High-Performance Cathodes for Alkaline Water Electrolysis in a Zero-Gap Setting: Ni–Sn/Ni Foam Prepared by Galvanostatic Electrodeposition

Abstract

In an attempt to obtain fully functional cathode materials for zero-gap alkaline water electrolysis, Ni foam substrates with various pore diameters were modified through galvanostatic electrodeposition of Ni–Sn alloys as an easily scalable procedure. To optimize the production process for each substrate, Ni–Sn alloys were electrodeposited at five different constant current densities.

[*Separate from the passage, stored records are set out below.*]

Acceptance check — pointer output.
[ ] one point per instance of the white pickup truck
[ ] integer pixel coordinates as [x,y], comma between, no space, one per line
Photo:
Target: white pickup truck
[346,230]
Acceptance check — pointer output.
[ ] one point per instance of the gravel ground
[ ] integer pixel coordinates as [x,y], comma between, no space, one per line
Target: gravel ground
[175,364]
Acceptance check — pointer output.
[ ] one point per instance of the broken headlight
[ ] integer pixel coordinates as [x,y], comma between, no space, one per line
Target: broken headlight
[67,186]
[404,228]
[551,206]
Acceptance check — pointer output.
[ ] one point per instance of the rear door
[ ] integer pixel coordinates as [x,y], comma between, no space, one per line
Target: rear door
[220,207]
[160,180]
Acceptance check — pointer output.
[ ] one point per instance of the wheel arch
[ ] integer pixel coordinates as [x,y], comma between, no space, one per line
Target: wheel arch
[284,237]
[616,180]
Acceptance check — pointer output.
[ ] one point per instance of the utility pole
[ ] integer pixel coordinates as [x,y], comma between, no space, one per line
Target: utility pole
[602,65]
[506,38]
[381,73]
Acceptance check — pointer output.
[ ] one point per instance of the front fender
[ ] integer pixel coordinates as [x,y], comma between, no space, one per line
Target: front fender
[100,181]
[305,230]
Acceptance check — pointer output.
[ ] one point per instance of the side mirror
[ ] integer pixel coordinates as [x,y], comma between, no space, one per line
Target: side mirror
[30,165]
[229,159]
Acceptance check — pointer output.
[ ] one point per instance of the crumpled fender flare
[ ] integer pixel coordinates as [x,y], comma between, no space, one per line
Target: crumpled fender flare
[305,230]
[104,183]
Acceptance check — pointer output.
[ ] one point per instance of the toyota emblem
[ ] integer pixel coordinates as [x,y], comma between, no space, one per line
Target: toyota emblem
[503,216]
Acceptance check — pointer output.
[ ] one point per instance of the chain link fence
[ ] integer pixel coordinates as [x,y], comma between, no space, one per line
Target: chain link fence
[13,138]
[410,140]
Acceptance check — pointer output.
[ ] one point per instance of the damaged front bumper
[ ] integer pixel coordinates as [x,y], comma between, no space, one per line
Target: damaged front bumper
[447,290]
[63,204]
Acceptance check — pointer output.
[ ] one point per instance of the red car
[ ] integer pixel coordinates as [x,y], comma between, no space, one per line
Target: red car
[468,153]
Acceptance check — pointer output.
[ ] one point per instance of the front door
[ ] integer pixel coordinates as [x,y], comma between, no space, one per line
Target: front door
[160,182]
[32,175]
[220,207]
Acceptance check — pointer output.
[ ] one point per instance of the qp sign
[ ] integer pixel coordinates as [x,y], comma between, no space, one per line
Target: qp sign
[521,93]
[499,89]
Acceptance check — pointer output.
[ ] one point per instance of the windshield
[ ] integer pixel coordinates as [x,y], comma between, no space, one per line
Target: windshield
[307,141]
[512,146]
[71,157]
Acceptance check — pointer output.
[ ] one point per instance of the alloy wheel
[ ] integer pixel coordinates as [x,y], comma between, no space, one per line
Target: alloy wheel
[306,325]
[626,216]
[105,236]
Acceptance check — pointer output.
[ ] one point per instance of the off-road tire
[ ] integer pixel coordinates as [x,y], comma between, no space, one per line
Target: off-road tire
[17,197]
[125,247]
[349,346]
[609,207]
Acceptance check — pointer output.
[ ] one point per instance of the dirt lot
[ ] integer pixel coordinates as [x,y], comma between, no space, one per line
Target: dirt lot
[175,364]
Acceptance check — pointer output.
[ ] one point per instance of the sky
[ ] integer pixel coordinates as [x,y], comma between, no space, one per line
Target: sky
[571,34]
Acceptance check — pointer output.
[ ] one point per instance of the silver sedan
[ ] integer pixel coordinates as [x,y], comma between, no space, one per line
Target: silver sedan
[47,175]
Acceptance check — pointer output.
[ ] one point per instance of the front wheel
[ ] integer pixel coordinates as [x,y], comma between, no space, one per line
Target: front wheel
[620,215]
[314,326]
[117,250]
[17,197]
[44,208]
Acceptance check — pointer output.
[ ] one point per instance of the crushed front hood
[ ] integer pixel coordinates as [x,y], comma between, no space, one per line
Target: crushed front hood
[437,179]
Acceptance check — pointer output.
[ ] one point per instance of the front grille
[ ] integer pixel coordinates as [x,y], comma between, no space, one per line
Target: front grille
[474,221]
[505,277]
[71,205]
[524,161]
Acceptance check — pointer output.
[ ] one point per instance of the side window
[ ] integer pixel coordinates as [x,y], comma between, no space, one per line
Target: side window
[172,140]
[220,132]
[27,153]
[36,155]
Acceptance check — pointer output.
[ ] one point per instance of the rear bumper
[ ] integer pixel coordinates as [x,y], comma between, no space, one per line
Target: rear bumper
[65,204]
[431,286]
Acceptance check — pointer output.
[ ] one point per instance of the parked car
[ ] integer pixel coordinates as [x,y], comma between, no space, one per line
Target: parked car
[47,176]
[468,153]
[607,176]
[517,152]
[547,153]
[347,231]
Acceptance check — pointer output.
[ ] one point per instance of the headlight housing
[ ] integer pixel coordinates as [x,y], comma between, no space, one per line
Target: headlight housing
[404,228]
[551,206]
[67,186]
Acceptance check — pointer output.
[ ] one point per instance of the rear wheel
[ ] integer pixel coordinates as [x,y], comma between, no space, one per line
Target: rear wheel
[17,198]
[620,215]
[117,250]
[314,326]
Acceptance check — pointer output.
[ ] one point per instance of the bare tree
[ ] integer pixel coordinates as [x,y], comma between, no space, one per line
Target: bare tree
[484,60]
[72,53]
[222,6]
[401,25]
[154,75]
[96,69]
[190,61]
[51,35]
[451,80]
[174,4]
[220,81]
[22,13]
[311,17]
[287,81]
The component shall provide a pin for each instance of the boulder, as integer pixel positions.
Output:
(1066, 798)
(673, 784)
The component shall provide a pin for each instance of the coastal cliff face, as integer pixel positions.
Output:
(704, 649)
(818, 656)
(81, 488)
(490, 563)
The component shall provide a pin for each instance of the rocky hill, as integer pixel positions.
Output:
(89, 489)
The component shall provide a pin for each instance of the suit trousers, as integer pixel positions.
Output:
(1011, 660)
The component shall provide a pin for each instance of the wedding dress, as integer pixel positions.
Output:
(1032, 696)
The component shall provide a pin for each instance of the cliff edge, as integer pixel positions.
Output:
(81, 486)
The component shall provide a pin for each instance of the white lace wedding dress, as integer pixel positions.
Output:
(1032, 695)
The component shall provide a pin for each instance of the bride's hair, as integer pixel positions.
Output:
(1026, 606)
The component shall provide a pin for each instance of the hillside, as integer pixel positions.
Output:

The obtained cathodes were primarily subjected to hydrogen evolution in 1 M KOH to evaluate their activity, while the best-performing samples were further investigated in 30 wt % KOH at 70 °C in a three- and two-electrode arrangement. Detailed electrochemical impedance spectroscopy analysis of hydrogen evolution reaction (HER) conducted with a three electrode arrangement indicated two semicircles on the Nyquist plots that confirmed that the adsorption of intermediate (H_ads) is potential dependent. Relevant HER parameters such as exchange current density and relaxation time showed exceptional performance of optimized electrodes. During zero-gap single cell tests with bare Ni foam used as the anode, onset voltages for Ni–Sn cathodes were around 1.64 V (for bare foams, 1.99 V), with cell voltage at 1 A cm^–2 being as low as 2.03 V (for bare foams, 2.57 V). The cathodes were also subjected to a long-term stability test, showing excellent activity preservation. Great stability, low cell voltage, and low production cost confirm their suitability for industrial applications. Top-view as well as cross-section electron microscopy analysis have shown that the entire foam surface was evenly covered with Ni–Sn coating. The composition of the investigated coatings was within the range of Ni_(1+x)Sn (0 < x < 0.5) metastable phase and practically independent of deposition current density. Aberration-corrected scanning transmission electron microscopy revealed that the so-called metastable phase is in fact the Ni₃Sn₂ phase, which is shown for the first time for electrodeposited Ni–Sn alloys.